Today's best players want to win, play together and do so in the league's most fashionable markets. How can you blame them? What could be better than playing pro basketball with your friends and living in an amazing city?

The constant ring-counting discourse doesn't help. Players are derided and their careers are maligned unless they win it all at least once. My ESPN colleague Jalen Rose -- who spent his prime on very good teams in Indianapolis -- has argued persuasively that ring envy is a big part of the superteam movement.

"I'm sick of this era of people only trying to dumb down the accomplishments into ring counting," Rose said last week. "Are we going to look up in a couple of years and people are going to say, 'Well, Ja [Morant] should leave Memphis.' Or 'Luka should leave Dallas.' Or 'Zion [Williamson] should leave New Orleans'?"

Parity has never been inherent to the NBA product, nor has it been a realistic goal.
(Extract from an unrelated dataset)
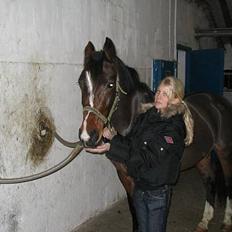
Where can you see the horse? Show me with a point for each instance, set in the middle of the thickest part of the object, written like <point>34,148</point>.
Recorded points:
<point>113,96</point>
A perfectly fair distribution of superstars is not only impossible, there's also no proof that would be best for business. But if a small-market team nails the draft, invests in player development, makes shrewd cap maneuvers and builds a contender, it should have a better chance to fend off a mega-market without needing to be near the hometown of LeBron James.

However, title aspirations are beginning to feel like fantasies for a growing number of fan bases. The danger is clear: If a vast majority of teams and their fans begin to feel like second-class members of the association, the whole system crumbles.

What can be done? That's a good question. Zach Lowe explored a few options in the summer of 2018, and there are no easy answers. But in a league where superstar talent determines titles, the league's current combination of a soft cap and artificially constrained maximum salaries leaves the vast majority of franchises on a painfully short clock with a thinning pool of game-changers.

Paying the best players more money seems like a viable option. It would enable superstars' earnings to more closely correspond to their value, and it would make it more difficult for teams to accumulate bunches of them on one cap sheet. What if the Lakers could only afford LeBron James or Anthony Davis? If Durant were eligible to earn 50% of the cap, the Nets would have a harder time hoarding top talent at every position.

Player empowerment is important, but current cap rules disempower the league's brightest stars from earning their fair value. One result is teaming up.

Small markets are important, too -- as is the competitive viability of franchises that, on average, handle their business well. Doncic, Antetokounmpo and Jokic should do whatever they want on their next deals. The same goes for Ja Morant, Zion Williamson and LaMelo Ball when they get to these turning points in their careers.

But keep those six players on your radar. Recent history doesn't just ensure that some of them are gonna split town. It also suggests we know where they are headed.